# St. Joe Bay Scallop Reports ?



## Best Defense (Nov 8, 2007)

Has anyone been scalloping in St. Joe Bay since the season opened ?
I heard the algae bloom had suspended the opening day for 2 weeks.
So has it been opened yet ?

Any intel will be appreciated :thumbup:


----------



## BananaTom (Feb 16, 2008)

Still closed, we are going there Labor Day weekend to snorkel and look at them


----------



## Best Defense (Nov 8, 2007)

Thanks Tom,
So if you're going to look at them, I'm guessing the season probably 
won't open at all this year?

Anyhow, let us know what you see!!!


----------



## BananaTom (Feb 16, 2008)

Best Defense said:


> Thanks Tom,
> So if you're going to look at them, I'm guessing the season probably
> won't open at all this year?
> 
> Anyhow, let us know what you see!!!


I have been talking to The Chamber of Commerce over there, they stated"We will be surprised if it opens this year"

The problem is the fresh water entering from the man made canal due to the amount of rain this year. It has been suggested that a lock needs to be installed to prevent the pollution from entering the Bay.

We have about 30 of us headed that way, and since the season isn't going to open, we decided to to go any way and support Port St Joe. So we will be fishing, and playing, collecting sea shells, and looking at scallops.

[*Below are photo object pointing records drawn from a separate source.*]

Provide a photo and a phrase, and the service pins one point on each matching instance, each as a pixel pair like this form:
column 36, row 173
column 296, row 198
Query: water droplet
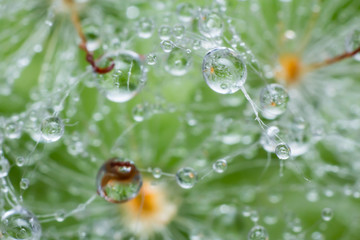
column 186, row 177
column 127, row 78
column 258, row 233
column 20, row 161
column 52, row 129
column 24, row 183
column 210, row 24
column 220, row 166
column 60, row 215
column 4, row 167
column 273, row 101
column 167, row 45
column 145, row 27
column 140, row 112
column 178, row 62
column 185, row 12
column 13, row 129
column 327, row 214
column 165, row 32
column 118, row 181
column 151, row 59
column 282, row 151
column 224, row 67
column 353, row 42
column 156, row 172
column 179, row 31
column 20, row 224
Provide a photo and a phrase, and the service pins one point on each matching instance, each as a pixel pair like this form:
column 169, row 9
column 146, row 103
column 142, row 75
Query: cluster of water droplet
column 179, row 42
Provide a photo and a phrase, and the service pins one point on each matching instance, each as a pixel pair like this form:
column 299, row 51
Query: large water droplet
column 20, row 224
column 118, row 181
column 273, row 100
column 327, row 214
column 223, row 70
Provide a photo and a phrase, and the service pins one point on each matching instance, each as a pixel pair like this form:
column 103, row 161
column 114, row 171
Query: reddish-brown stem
column 334, row 59
column 89, row 55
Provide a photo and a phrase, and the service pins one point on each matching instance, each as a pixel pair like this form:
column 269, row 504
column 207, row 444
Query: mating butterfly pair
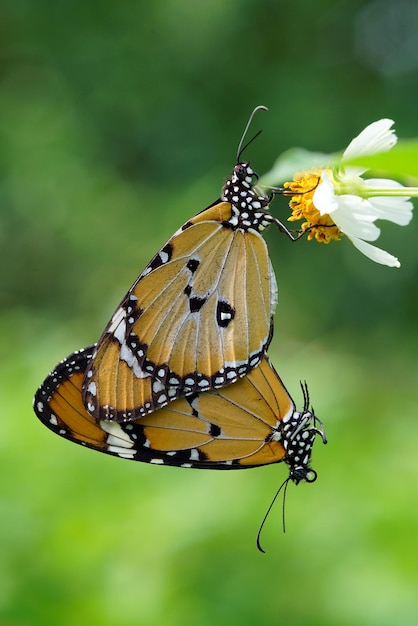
column 179, row 376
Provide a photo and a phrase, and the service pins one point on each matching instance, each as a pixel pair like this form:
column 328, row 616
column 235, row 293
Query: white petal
column 375, row 254
column 376, row 137
column 324, row 198
column 397, row 209
column 355, row 218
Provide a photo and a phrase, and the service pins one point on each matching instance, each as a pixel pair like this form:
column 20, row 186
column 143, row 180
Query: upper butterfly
column 200, row 314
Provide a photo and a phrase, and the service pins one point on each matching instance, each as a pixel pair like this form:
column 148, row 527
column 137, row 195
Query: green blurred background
column 118, row 121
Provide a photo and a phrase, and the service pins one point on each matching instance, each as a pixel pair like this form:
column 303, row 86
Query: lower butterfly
column 250, row 423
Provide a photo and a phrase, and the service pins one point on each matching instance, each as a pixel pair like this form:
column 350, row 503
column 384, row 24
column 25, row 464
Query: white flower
column 345, row 200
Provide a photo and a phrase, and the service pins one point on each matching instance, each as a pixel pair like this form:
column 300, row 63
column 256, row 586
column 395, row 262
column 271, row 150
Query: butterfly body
column 199, row 316
column 250, row 423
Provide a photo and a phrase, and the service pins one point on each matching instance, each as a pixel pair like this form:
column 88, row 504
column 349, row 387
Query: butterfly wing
column 235, row 427
column 198, row 318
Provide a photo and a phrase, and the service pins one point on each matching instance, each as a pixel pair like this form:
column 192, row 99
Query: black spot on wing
column 192, row 265
column 225, row 313
column 214, row 430
column 196, row 304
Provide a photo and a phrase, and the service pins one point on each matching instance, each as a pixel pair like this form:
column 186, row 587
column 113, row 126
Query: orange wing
column 198, row 317
column 250, row 423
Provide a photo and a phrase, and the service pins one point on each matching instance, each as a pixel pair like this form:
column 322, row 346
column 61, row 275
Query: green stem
column 373, row 192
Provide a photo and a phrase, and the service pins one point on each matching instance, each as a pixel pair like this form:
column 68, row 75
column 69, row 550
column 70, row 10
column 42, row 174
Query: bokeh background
column 118, row 121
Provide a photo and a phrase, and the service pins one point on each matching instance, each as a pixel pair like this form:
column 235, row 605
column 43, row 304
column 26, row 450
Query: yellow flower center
column 321, row 227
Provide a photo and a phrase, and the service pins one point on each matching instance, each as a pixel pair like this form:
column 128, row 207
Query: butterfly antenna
column 305, row 391
column 284, row 484
column 240, row 147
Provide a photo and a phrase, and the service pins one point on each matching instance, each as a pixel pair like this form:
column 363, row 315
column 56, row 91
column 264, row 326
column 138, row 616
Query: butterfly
column 251, row 423
column 199, row 316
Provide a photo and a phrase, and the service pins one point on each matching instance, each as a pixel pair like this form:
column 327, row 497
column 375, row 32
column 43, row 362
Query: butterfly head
column 299, row 431
column 248, row 206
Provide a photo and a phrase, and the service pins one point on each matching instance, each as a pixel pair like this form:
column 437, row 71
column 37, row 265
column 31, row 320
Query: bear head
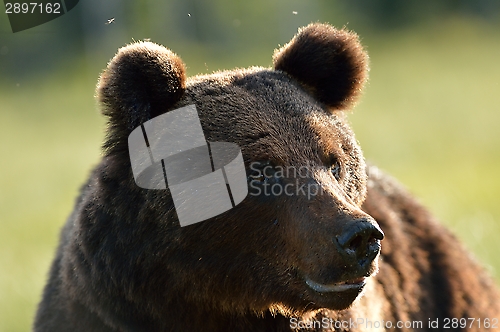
column 304, row 245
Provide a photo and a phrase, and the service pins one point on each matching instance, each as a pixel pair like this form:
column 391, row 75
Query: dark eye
column 261, row 171
column 335, row 169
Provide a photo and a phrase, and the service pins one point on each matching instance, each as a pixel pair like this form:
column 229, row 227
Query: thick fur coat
column 361, row 251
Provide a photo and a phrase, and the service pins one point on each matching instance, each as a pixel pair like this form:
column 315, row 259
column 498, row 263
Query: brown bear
column 357, row 254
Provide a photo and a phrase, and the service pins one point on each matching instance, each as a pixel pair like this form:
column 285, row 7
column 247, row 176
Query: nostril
column 360, row 240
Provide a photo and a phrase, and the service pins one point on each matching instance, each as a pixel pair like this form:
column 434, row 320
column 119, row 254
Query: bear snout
column 359, row 242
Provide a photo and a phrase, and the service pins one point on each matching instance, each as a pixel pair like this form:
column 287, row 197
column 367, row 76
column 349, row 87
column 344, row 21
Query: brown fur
column 125, row 264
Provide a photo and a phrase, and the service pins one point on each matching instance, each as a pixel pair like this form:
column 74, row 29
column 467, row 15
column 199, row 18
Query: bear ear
column 330, row 63
column 143, row 80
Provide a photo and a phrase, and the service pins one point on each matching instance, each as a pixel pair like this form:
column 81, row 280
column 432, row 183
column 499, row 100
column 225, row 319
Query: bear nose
column 359, row 242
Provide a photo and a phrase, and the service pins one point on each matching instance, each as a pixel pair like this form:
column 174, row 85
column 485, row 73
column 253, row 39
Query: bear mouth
column 355, row 284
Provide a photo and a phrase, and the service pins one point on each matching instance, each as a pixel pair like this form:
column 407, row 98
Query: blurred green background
column 429, row 115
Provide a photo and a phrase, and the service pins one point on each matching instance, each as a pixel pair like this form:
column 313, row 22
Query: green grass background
column 429, row 117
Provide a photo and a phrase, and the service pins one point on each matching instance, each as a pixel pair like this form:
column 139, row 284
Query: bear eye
column 335, row 170
column 262, row 171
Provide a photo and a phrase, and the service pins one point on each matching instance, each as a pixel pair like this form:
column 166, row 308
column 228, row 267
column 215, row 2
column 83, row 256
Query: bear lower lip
column 337, row 287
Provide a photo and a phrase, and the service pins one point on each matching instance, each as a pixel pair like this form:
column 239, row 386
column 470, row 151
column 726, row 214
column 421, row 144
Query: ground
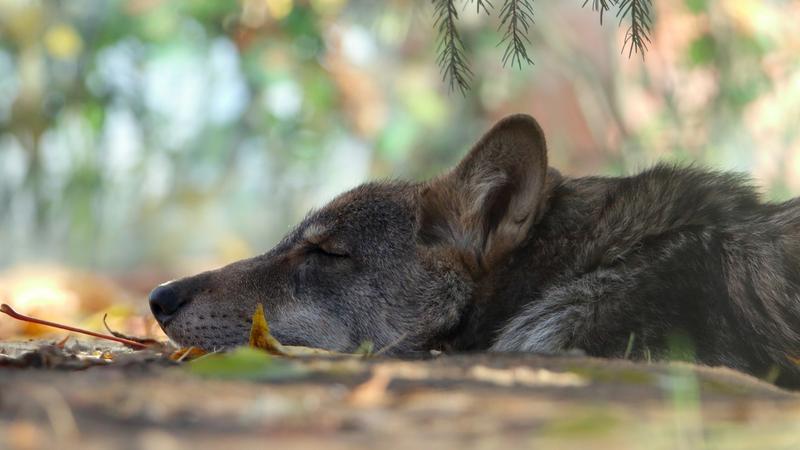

I even rented a golf cart for the weekend as well to have another toy to play with. I think we have a total 7 boats going.


----------



## Dagwood (Oct 1, 2007)

Ever tried Steinhatchee? I hear there's good scalloping there just a little farther.


----------



## BananaTom (Feb 16, 2008)

Dagwood said:


> Ever tried Steinhatchee? I hear there's good scalloping there just a little farther.


Not yet, maybe next year


----------